Хоть убейте, а не могу. Нужно остановиться где-нибудь переночевать… Кто тут
близко живет?
— Яван Яваныч Ежов, — сказал Мишка. — Сейчас
за лесом, только мостик переехать.
— Ежов? Валяй к Ежову! Кстати, давно уж не был у этого
старого грешника.
Проехали лес и мостик, повернули налево, потом направо и
въехали в большой двор председателя мирового съезда, отставного генерал-майора
Ежова.
— Дома! — сказал Гришуткин, вылезая из тарантаса и
глядя на окна дома, которые светились. — Это хорошо, что дома. И напьемся,
и наедимся, и выспимся… Хоть и дрянной человечишка, но гостеприимен, надо
отдать справедливость.
В передней встретил их сам Ежов, маленький, сморщенный
старик с лицом, собравшимся в колючий комок.
— Очень кстати, очень кстати, господа… — заговорил
он. — А мы только что сели ужинать и буженину едим, тридцать три
моментально. А у меня, знаете, товарищ прокурора сидит. Спасибо ему, ангелу,
заехал за мной. Завтра с ним на съезд ехать. У нас завтра съезд… тридцать три
моментально…
Гришуткин и Свистицкий вошли в зал. Там стоял большой стол,
уставленный закусками и винами. За одним прибором сидела дочь хозяина Надежда
Ивановна, молодая брюнетка, в глубоком трауре по недавно умершем муже; за
другим, рядом с ней, товарищ прокурора Тюльпанский, молодой человек с бачками и
множеством синих жилок на лице.
— Знакомы? — говорил Ежов, тыча во всех
пальцами. — Это вот прокурор, это — дочь моя…

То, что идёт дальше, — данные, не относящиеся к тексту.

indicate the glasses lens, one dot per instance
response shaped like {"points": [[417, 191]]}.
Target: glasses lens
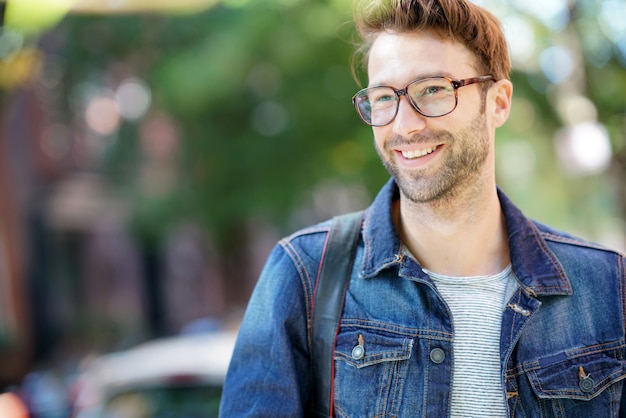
{"points": [[433, 96], [377, 106]]}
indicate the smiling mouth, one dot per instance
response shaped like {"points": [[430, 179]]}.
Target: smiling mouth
{"points": [[413, 154]]}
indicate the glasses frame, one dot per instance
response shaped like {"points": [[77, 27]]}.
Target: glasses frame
{"points": [[456, 85]]}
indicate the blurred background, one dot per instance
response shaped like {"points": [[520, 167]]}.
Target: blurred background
{"points": [[152, 152]]}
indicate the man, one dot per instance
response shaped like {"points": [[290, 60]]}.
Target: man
{"points": [[458, 304]]}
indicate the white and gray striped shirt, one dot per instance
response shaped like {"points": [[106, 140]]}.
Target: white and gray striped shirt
{"points": [[477, 304]]}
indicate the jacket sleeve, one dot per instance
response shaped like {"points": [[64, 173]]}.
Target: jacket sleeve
{"points": [[269, 374]]}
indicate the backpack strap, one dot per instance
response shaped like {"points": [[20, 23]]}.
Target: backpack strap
{"points": [[332, 283]]}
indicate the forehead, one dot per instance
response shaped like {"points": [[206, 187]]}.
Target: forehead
{"points": [[398, 58]]}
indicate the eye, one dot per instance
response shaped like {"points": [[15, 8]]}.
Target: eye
{"points": [[432, 91], [382, 97]]}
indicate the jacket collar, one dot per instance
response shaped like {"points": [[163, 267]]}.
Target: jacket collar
{"points": [[535, 265]]}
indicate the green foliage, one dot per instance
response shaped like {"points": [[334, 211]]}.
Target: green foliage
{"points": [[261, 95]]}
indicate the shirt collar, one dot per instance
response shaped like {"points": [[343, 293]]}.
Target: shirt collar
{"points": [[534, 264]]}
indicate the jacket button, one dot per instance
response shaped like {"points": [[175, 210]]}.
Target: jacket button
{"points": [[358, 352], [437, 355], [586, 384]]}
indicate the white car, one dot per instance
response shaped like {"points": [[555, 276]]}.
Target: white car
{"points": [[177, 377]]}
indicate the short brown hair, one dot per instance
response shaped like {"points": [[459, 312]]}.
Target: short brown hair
{"points": [[469, 24]]}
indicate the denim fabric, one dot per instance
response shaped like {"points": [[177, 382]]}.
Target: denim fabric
{"points": [[562, 338]]}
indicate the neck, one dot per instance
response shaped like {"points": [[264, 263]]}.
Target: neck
{"points": [[462, 235]]}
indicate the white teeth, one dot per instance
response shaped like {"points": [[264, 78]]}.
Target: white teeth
{"points": [[417, 153]]}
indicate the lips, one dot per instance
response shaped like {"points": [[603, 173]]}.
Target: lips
{"points": [[413, 154]]}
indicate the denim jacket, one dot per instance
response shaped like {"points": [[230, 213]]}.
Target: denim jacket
{"points": [[561, 345]]}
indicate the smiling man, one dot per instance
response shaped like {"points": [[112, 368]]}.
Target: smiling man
{"points": [[457, 305]]}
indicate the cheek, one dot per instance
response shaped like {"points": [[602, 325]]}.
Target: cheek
{"points": [[380, 134]]}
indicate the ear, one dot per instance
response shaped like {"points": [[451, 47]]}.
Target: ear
{"points": [[500, 97]]}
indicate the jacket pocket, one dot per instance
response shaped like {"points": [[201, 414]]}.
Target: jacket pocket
{"points": [[370, 370], [572, 376]]}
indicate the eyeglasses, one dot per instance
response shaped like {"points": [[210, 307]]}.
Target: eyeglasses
{"points": [[431, 97]]}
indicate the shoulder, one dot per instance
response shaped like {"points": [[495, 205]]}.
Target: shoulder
{"points": [[559, 239]]}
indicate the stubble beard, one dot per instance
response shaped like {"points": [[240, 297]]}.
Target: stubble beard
{"points": [[466, 154]]}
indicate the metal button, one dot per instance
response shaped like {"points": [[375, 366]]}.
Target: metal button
{"points": [[586, 384], [437, 355], [358, 352]]}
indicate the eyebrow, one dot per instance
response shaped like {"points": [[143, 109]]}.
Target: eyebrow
{"points": [[420, 77]]}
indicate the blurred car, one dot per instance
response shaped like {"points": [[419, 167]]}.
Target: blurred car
{"points": [[177, 377]]}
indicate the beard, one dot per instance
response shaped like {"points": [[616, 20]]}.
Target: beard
{"points": [[465, 154]]}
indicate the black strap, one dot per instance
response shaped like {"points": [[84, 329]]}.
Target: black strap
{"points": [[336, 269]]}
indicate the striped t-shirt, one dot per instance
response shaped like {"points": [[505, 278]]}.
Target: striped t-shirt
{"points": [[477, 304]]}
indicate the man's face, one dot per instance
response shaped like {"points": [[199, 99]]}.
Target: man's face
{"points": [[431, 158]]}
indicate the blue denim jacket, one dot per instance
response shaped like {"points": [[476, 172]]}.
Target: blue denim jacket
{"points": [[562, 339]]}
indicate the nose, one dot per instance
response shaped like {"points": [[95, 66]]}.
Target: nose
{"points": [[407, 121]]}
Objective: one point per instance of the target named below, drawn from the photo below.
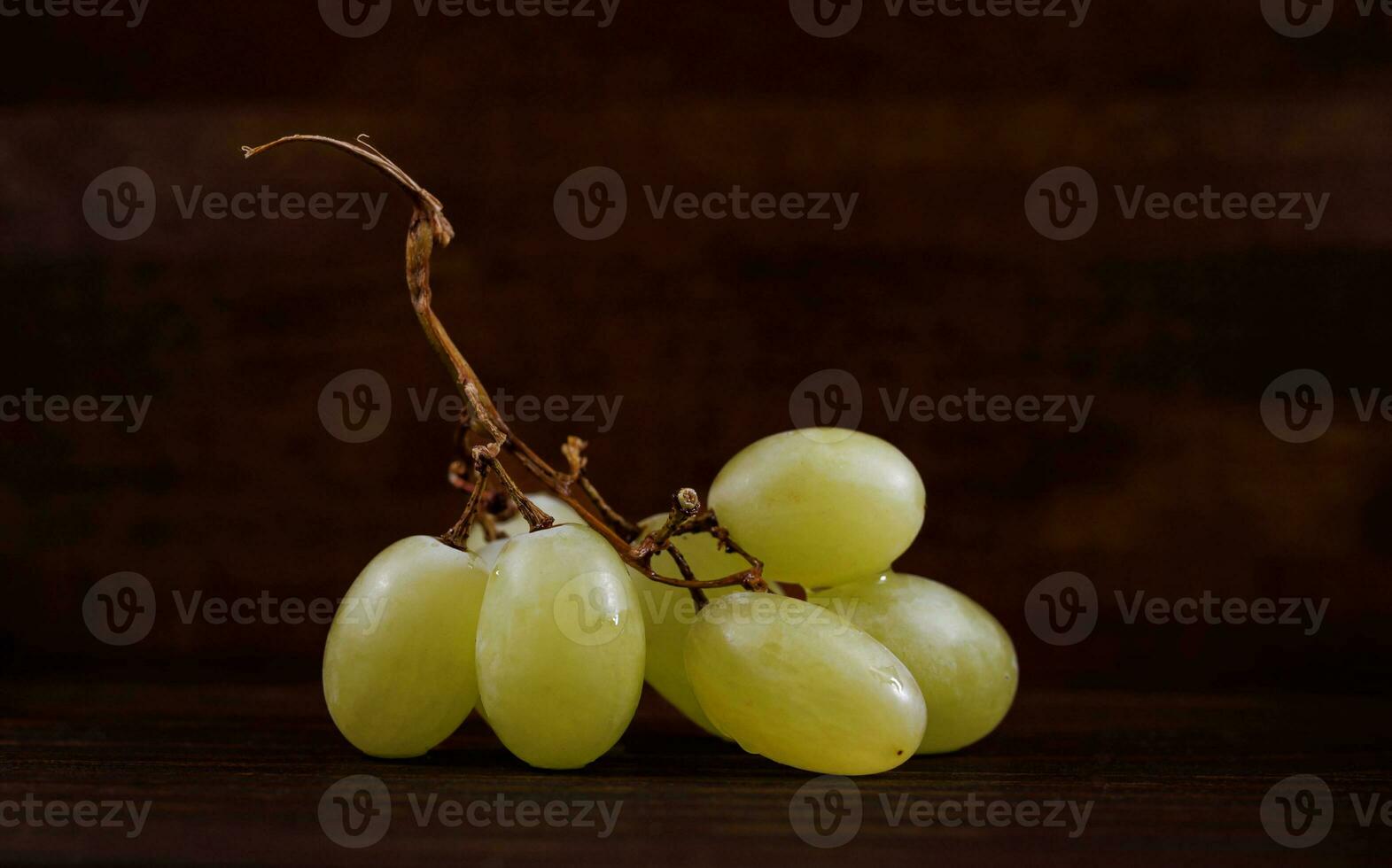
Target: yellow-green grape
(802, 686)
(517, 526)
(399, 663)
(668, 612)
(960, 654)
(560, 647)
(820, 507)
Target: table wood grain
(236, 773)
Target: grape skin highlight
(820, 507)
(560, 647)
(399, 663)
(802, 686)
(960, 654)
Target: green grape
(802, 686)
(820, 507)
(560, 647)
(517, 526)
(960, 657)
(490, 551)
(399, 663)
(668, 612)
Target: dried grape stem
(428, 229)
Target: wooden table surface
(236, 773)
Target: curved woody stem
(429, 227)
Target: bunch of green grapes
(551, 633)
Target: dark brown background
(937, 285)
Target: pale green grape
(668, 612)
(820, 507)
(517, 526)
(802, 686)
(399, 663)
(560, 647)
(958, 653)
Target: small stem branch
(458, 536)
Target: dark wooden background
(938, 284)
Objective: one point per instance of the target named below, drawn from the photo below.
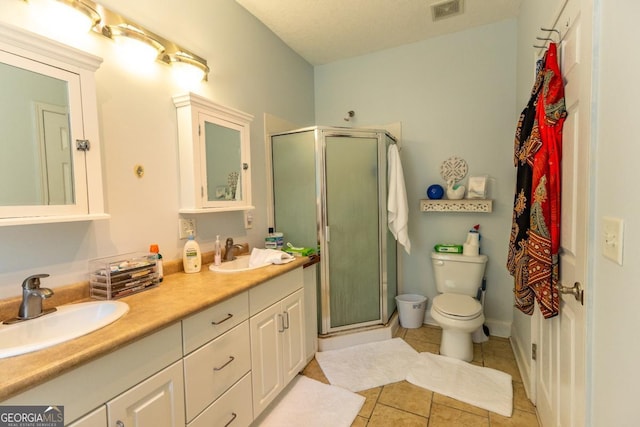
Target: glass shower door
(352, 218)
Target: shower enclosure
(330, 193)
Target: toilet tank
(460, 274)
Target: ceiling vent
(447, 9)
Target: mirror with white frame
(50, 167)
(214, 148)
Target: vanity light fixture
(142, 45)
(135, 41)
(189, 67)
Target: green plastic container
(448, 248)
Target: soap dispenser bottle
(217, 259)
(191, 256)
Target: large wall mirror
(214, 156)
(47, 113)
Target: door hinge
(83, 145)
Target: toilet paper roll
(470, 249)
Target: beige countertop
(176, 298)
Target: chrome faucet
(32, 296)
(229, 249)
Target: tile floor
(404, 404)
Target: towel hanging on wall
(397, 207)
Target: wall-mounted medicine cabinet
(50, 167)
(214, 149)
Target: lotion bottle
(191, 256)
(217, 259)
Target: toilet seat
(457, 306)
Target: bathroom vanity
(199, 350)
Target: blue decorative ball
(435, 191)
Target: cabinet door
(266, 356)
(293, 342)
(155, 402)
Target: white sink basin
(238, 265)
(68, 322)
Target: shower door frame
(325, 286)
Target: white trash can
(411, 310)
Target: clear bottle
(155, 250)
(191, 256)
(271, 241)
(217, 259)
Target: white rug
(370, 365)
(310, 403)
(483, 387)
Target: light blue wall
(251, 70)
(615, 291)
(455, 96)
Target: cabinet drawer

Брюнетка улыбнулась и, прищурив глаза, подала новоприбывшим
руку.
— Итак… с дорожки, господа! — сказал Ежов, наливая
три рюмки. — Дерзайте, людие божии! И я выпью за компанию, тридцать три
моментально. Ну-с, будемте здоровы…
Выпили. Гришуткин закусил огурчиком и принялся за буженину.
Доктор выпил и вздохнул. Тюльпанский закурил сигару, попросив предварительно у
дамы позволения, причем оскалил зубы так, что показалось, будто у него во рту
по крайней мере сто зубов.
— Ну, что ж, господа? Рюмки-то ведь не ждут! А?
Прокурор! Доктор! За медицину! Люблю медицину. Вообще люблю молодежь, тридцать
три моментально. Что бы там ни говорили, а молодежь всегда будет идти впереди.
Ну-с, будемте здоровы.
Разговорились. Говорили все, кроме прокурора Тюльпанского,
который сидел, молчал и пускал через ноздри табачный дым. Было очевидно, что он
считал себя аристократом и презирал доктора и следователя. После ужина Ежов,
Гришуткин и товарищ прокурора сели играть в винт с болваном. Доктор и Надежда
Ивановна сели около рояля и разговорились.
— Вы на вскрытие едете? — начала хорошенькая
вдовушка. — Вскрывать мертвеца? Ах! Какую надо иметь силу воли, какой
железный характер, чтобы не морщась, не мигнув глазом, заносить нож и вонзать
его по рукоятку в тело бездыханного человека. Я, знаете ли, благоговею перед
докторами. Это особенные люди, святые люди. Доктор, отчего вы так
печальны? — спросила она.
— Предчувствие какое-то… Меня гнетет какое-то странное,
тяжелое предчувствие. Точно ждет меня потеря любимого существа.
— А вы, доктор, женаты? У вас есть близкие?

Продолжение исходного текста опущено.